Drug sensitivity analysis

GSCA [41] was employed to examine the association between TFDP1 expression and drug sensitivity in the Cancer Therapeutics Response Portal (CTRP) and Genomics of Drug Sensitivity in Cancer (GDSC) databases [42]. The scores of the TFDP1-drug pairs were calculated by -log10FDR * |cor|, with the absolute correlation coefficient |cor| > 0.1 and FDR < 0.05. The top 30 ranked drugs were demonstrated by the lollipop plot.

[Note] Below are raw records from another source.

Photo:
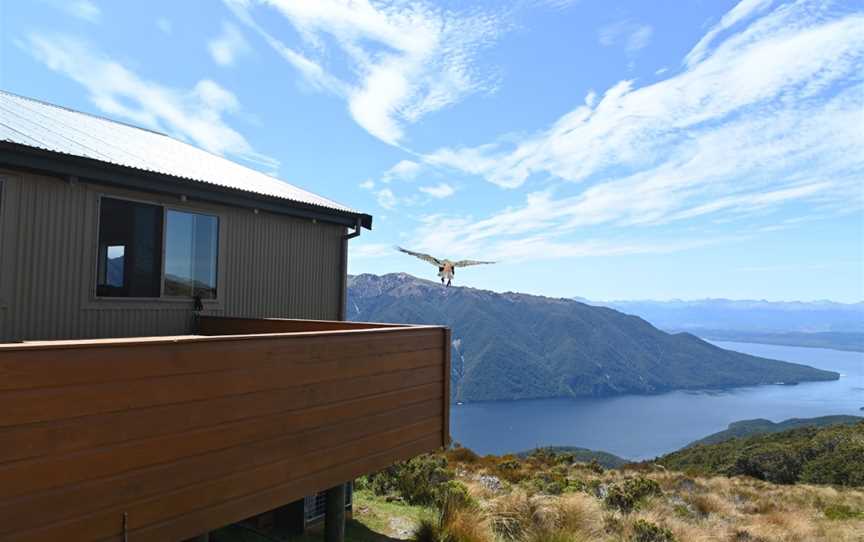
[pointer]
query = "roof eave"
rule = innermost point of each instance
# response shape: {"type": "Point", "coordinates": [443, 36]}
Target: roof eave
{"type": "Point", "coordinates": [88, 169]}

The Institutional Review Board approval and the declaration of ethical compliance with human/animal study are not applicable for this study.

Results▴Top 

TFDP1 expression levels and its relative diseases

To explore differences in TFDP1 transcriptional levels between cancer tissues and normal tissues across various human cancers, we employed ONCOMINE to analyze TFDP1 levels in 20 types of cancer. Compared with normal tissues, TFDP1 mRNA levels were significantly overexpressed in 15 of all 20 cancer types, including lung cancer (Fig. 1a). Then, we studied TFDP1 expression patterns in human cancers using the TIMER database, which contains the RNA-seq data of various human cancers in the TCGA database. TFDP1 expression levels were markedly downregulated in kidney renal clear cell carcinoma (KIRC), thyroid carcinoma (THCA), kidney renal papillary cell carcinoma (KIRP), and kidney chromophobe (KICH), while TFDP1 levels were markedly upregulated in 13 cancers, including LUAD (Fig. 1b).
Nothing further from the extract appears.